In and Out, Talking and Listening #12 of 21

I wanted to share an experience I had that helped me understand the simultaneity of inside and outside or in and out or talking and listening.  Unfortunately I have to bring up a heavy topic which is the concentration camps of WWII.  I went to the concentration camps of Auschwitz/Birkenau in 1998 on a retreat with the Buddhist Peacemaker Order led by Bernie Glassman.

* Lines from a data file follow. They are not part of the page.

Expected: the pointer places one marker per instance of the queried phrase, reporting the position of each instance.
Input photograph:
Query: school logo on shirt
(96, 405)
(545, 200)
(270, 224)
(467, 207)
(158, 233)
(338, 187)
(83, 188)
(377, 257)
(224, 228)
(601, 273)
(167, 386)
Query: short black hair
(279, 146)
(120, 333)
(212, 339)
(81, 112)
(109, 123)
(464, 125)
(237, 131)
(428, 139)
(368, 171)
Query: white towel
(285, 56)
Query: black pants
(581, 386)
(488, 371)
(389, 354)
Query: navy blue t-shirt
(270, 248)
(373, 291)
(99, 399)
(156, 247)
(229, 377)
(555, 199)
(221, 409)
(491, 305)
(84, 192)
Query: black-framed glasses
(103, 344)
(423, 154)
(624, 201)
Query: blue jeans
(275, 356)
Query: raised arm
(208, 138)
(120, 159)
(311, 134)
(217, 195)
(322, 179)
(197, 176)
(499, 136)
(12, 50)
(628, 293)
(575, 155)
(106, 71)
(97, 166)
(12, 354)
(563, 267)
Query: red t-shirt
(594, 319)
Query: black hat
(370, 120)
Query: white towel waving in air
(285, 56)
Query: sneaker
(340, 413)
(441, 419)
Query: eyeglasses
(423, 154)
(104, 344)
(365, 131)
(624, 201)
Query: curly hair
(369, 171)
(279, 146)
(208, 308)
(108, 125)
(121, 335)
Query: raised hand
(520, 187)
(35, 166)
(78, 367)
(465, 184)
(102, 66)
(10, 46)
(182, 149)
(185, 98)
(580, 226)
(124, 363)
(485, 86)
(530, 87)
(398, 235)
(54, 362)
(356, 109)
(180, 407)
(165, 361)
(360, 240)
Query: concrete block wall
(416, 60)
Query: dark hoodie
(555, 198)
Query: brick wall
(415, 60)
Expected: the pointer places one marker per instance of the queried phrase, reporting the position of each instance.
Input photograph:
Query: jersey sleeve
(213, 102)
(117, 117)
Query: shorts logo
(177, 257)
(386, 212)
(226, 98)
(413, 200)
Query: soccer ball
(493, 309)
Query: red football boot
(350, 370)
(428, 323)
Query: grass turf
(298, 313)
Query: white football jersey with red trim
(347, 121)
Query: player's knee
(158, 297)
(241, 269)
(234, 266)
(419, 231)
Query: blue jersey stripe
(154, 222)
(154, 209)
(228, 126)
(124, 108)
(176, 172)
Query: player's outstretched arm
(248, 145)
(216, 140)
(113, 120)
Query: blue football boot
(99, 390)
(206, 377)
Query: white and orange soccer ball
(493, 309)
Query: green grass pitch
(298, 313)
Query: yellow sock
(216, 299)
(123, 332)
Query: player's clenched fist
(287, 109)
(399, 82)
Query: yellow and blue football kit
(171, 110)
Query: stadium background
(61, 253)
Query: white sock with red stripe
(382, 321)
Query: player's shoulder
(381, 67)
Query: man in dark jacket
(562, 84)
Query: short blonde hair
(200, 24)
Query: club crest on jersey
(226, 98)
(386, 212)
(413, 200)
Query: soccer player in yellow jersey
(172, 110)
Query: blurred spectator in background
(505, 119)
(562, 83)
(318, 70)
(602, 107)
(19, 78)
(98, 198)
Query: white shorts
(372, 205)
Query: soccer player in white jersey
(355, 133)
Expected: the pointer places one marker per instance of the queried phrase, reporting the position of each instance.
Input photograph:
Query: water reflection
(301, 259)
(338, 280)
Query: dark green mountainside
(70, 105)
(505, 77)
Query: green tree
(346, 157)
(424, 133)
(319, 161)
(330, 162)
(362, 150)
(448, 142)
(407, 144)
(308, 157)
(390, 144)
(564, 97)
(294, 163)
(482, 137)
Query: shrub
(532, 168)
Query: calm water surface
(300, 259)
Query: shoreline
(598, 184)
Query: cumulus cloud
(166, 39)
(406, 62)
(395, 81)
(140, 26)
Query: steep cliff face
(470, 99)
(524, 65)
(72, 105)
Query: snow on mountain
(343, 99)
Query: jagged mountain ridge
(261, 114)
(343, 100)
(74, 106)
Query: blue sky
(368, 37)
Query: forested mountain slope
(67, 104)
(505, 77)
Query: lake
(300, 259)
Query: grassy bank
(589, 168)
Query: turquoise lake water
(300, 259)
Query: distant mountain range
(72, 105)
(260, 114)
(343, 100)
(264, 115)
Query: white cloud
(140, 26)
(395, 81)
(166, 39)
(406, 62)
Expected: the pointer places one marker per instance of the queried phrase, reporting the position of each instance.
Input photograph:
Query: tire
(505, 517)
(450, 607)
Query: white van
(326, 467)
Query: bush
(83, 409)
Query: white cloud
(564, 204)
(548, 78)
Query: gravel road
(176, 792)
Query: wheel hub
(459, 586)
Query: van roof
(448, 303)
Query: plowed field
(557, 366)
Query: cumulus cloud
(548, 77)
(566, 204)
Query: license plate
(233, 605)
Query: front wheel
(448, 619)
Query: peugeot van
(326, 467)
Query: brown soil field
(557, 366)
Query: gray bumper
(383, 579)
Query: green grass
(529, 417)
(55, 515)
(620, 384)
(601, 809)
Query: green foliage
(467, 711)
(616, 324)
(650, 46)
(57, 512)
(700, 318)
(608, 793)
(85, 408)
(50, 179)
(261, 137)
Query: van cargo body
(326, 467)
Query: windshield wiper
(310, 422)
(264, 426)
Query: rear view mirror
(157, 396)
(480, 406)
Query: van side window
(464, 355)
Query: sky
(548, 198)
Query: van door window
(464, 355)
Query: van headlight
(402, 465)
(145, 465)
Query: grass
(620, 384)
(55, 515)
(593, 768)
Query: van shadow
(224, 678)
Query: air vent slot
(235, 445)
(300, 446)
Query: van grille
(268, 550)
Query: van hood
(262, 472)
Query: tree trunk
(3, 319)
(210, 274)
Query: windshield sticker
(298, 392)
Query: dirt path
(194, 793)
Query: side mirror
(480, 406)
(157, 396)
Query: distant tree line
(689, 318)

It was a time of concentrated effort to bear witness to the brutality of genocide and to cultivate spiritual depth so that I might find a way to heal myself and others and prevent violence in the future.

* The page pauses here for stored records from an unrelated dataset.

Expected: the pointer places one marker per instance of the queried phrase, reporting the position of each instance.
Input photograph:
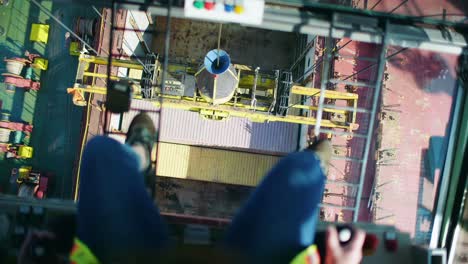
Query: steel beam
(370, 131)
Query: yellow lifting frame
(259, 114)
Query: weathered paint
(213, 165)
(178, 126)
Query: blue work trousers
(116, 213)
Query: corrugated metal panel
(213, 165)
(178, 126)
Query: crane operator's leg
(279, 219)
(116, 215)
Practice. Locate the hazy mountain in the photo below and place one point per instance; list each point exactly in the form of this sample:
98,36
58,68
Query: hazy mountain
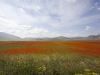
8,37
94,37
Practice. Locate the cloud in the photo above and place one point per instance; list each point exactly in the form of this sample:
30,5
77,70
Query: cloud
54,34
66,10
87,27
99,8
74,35
92,7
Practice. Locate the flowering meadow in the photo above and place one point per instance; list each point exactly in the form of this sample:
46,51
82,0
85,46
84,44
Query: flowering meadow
50,58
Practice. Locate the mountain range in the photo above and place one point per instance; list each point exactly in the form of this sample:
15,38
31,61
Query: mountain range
9,37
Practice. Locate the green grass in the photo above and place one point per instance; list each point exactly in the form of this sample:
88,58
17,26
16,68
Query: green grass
49,64
9,47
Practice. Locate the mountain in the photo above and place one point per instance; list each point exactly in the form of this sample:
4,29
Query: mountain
94,37
47,39
8,37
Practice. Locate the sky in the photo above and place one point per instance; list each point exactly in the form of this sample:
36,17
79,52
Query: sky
50,18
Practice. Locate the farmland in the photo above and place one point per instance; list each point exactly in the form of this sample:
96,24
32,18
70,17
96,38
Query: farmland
50,58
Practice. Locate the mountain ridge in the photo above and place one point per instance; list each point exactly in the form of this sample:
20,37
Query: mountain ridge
9,37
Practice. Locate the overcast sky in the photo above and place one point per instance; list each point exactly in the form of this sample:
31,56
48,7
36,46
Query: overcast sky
50,18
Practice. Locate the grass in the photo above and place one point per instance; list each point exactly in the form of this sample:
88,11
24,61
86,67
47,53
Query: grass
49,64
50,58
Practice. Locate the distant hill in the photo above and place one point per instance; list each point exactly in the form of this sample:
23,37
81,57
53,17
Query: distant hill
47,39
8,37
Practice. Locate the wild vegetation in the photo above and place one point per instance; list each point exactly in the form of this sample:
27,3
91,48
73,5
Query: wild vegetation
50,58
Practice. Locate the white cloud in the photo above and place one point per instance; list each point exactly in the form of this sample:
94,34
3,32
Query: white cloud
87,27
71,0
54,34
66,10
92,7
74,35
99,8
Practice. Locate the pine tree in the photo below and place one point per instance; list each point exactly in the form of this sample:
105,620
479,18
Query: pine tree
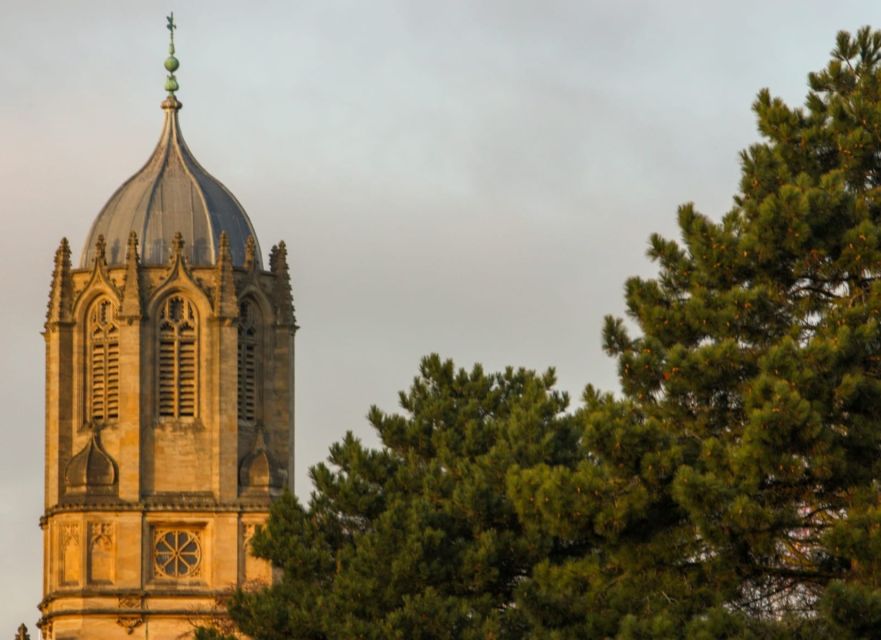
733,489
417,539
730,490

I’d like to recount the short version of the story about feeling “in and out” as one.  In Zen understanding, I think we begin to see giving and receiving, talking and listening as one combusting action.  Not one and not two.

On the last day of the retreat, after going through quite a deep catharsis of pain, release, and crying on the previous days, I decided to skip the group’s schedule and, by myself, do slow walking meditation on the grounds of Birkenau all day long.  One step after the other with the inhale and the exhale of my breath as we do in formal Zen walking.  Finally, on this last day, after clearing out a lot of my personal suffering in reaction to this horror,  I felt somewhat stable enough mentally to wear my okesa, the Buddhist priest’s robe.  I wrapped my okesa on top of my parka, for it was very cold.  I was very concentrated by that time in the retreat, and I could do a very single-focused walking thoughout the day.  With my breath, I added doing Tonglen, which is a meditation practice of receiving the pain of life and experience on the in breath and sending out release, help, mercy, love, on the exhale.  This is a practice I often do and it seemed like I was meant to do it here on these grounds that had experienced the most horrific aspects of human violence.

The trees, grasses, tiles and pebbles, as Dogen often writes, spoke to me.  All the natural elements that withstood this history and were still standing could reveal to me the energy of that time.  I listened to the trees and the ground and stopped and read the museum signs that were located all around and told the story of what occurred in each place.  All morning long, I breathed in as much as I could of the suffering of life, the first noble truth, and on my exhale, I breathed out the third noble truth of deep wisdom into cessation and the deepest understanding of Love, that which has the capacity to heal.

The only place that I was utterly stopped in my tracks was at the crematoriums which were now only the outlines of the buildings on the ground where the walls had once stood.  The amount of pain in these areas, I could not take in.  But I decided to put one toe over the line of demarcation of inside and outside the crematorium.  I breathed in the pain of the area below my one toe.  I stayed perhaps for an hour with this one toe.

In the afternoon I had a transformation.  My tonglen changed.  All of a sudden I couldn’t determine if I was breathing in or out.  Was I being healed or was I sending healing?  In this shift of perspective, I realized that both were happening, that they were blended and I just felt love going in and out.  I was being healed and my openess and radiance was also healing.  The angels and invisible beings that were present at this place of horror were healing me and I was communing with them.  In and out, talking and listening, healing and being healed became one large dynamic.  In this most unexpected place, I experienced oneness of myself and the environment.  My intellectual intention and my meditation technique were superseded by felt experience and the dynamic function of wholeness.

Dogen writes:

That is, at the very moment of talking, there is no ‘simultaneous hearing’ at all.  The actualization of ‘simultaneous hearing’ should be the moment of ‘not-talking’.  It is not that we, putting aside the moment of ‘not talking’, and unfortunately miss the moment of not-talking, and then we vainly wait for ‘not-talking.’ It is not that at the time of ‘simultaneous hearing’ we consider talking as an observer, because talking is indeed an observer.  It is not that at the time of ‘simultaneous hearing,’ ‘talking’ departs and steps aside; it is not that at the time of ‘talking’, ‘simultaneous hearing’ intimately stores itself within the eye of ‘talking’ and booms out like a clap of thunder.

‘Simultaneous hearing’ intimately stores itself within the eye of ‘talking’ and booms out like a clap of thunder.  I store myself, hide myself, in the environment and the environment stores itself in me and the dynamic of life booms out like a clap of thunder.